El sol aún no ha salido pero Robert ya se ha desperezado con el canto del gallo, anunciador de un duro día en la granja. Desde su cama puede escuchar cómo la naturaleza despierta con parsimonia.
Se levanta de un salto desafiando el frío y tras colocarse el mono de trabajo, baja al establo donde las vacas mugen, incomodas por la leche que rebosa de sus ubres. Tras ordeñarlas, va a alimentar a los cerdos, porfiándose unos a otros, revolcándose en el estiércol.
Hundido en la mugre, se detiene un segundo a reflexionar. Pierde la vista en el horizonte. Puede que el trabajo de granjero sea duro, hasta hace pocas semanas lo odiaba, pero la tranquilidad que ofrece le reconforta el alma.

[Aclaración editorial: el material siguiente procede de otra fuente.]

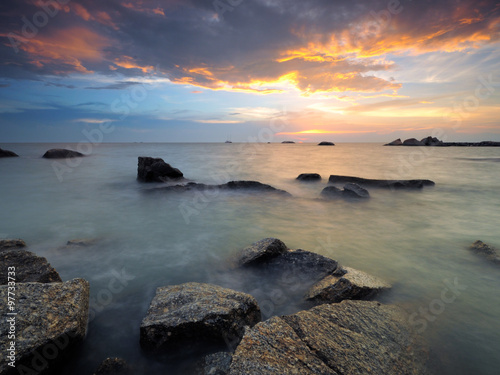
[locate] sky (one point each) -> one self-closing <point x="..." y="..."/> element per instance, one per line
<point x="249" y="70"/>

Una luz lo deslumbra obligándole a cubrirse los ojos con la mano. Cuando el brillo desaparece, la retira. Y ya no está hundido en el fango rodeado de los animales de la granja, sino que se yergue en una playa lejana, impasible a las balas que rasgan el aire a su alrededor. El sargento de su pelotón se le acerca, le grita al oído, tira de su mochila para que le siga al refugio improvisado de un cráter abierto por una bomba; pero Robert no escucha la orden, ni los gritos lastimeros de sus compañeros desangrándose en cada centímetro de arena, ni el zumbido enloquecedor de los morteros antes de caer con fatal precisión sobre las oleadas de soldados que intentan formar una cabeza de puente. Él sigue allí, cuidando de los animales, sudando bajo el sol otoñal en la granja de su padre, de donde le hubiera gustado no salir jamás.